Dunque Hariri ha sparigliato le carte; con chi ha sempre giocato con il rischio-instabilità del Paese per ottenere quel che vuole, ha risposta con la stessa tattica, negando ad Hezbollah quella serenità operativa di cui ha bisogno per portare a termine l’operazione “tabula rasa” in Siria. Per di più non ha acceso le fiamme dell’odio confessionale, non ha accusato gli sciiti, ha giocato sulla carta “araba”, contro le ingerenze persiane (lui ha detto iraniane). Ingerenze che ognuno ha modo di vedere, da Baghdad a Beirut, cioè lungo quello che i Pasdaran vogliono ridurre a un “corrodio sciita”, nonostante la sua storia millenaria fatto di sedi califfali, di patriarcati, di casemadri di partiti laici e così via. Nasrallah ha risposto invocando quiete, stabilità, quella che gli serve per completare la pulizia etnico-religiosa in Siria. Era evidentemente sorpreso, in difficoltà.
Ora sta a Hariri riuscire a trasformare un azzardo in una mossa politica: cioè per prima cosa deve tornare nella sua Beirut, dove lo volevano uccidere, andare dal presidente imposto da Hezbollah, l’ex generale Aoun, e dirgli chiaramente che le sue dimissioni riportano in gioco tutto l’assetto istituzionale libanese. Hezbollah non avrà la quiete che invoca senza rinegoziare tutto con il partito di Hariri e i suoi alleati. Lo ha detto chiaramente l’ex primo ministro Fouad Siniora.

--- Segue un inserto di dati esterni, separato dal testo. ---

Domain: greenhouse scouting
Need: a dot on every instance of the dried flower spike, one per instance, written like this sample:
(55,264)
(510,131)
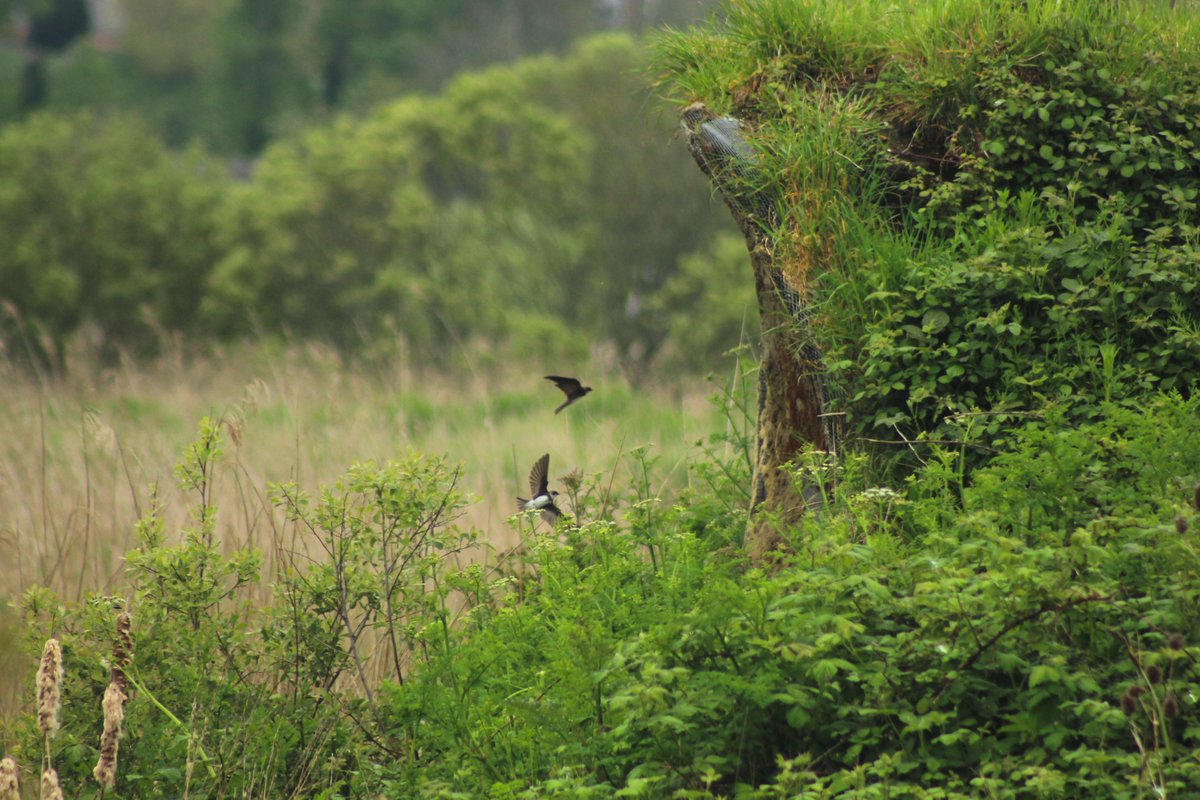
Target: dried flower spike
(49,689)
(51,789)
(109,740)
(10,789)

Ma la rinegoziazione non può ricordare solo il Libano, deve necessariamente coinvolgere il cuore della contesa, cioè la Siria, i profughi e le operazioni di Hezbollah. E’ qui che la mossa di Hariri, e il post-rientro in Libano, che come è presumibile dovrebbe arrivare tra poco, potrebbe offrire l’occasione per un negoziato vero. Ma per iniziativa di chi? Se si pensa che tra Russia e Iran tutto sia a posto nessun negoziato sarebbe immaginabile. Ma se si pensa che Mosca possa avere un interesse a stabilizzare una regione dove ha già avuto ciò che le interessa allora il Vaticano, consapevole di cosa significa il Libano e il modello che in incarna per il futuro del vivere insieme, potrebbe essere l’unico soggetto capace di svolgere, ancora una volta, la supplenza che serve a una comunità internazionale allo sbando.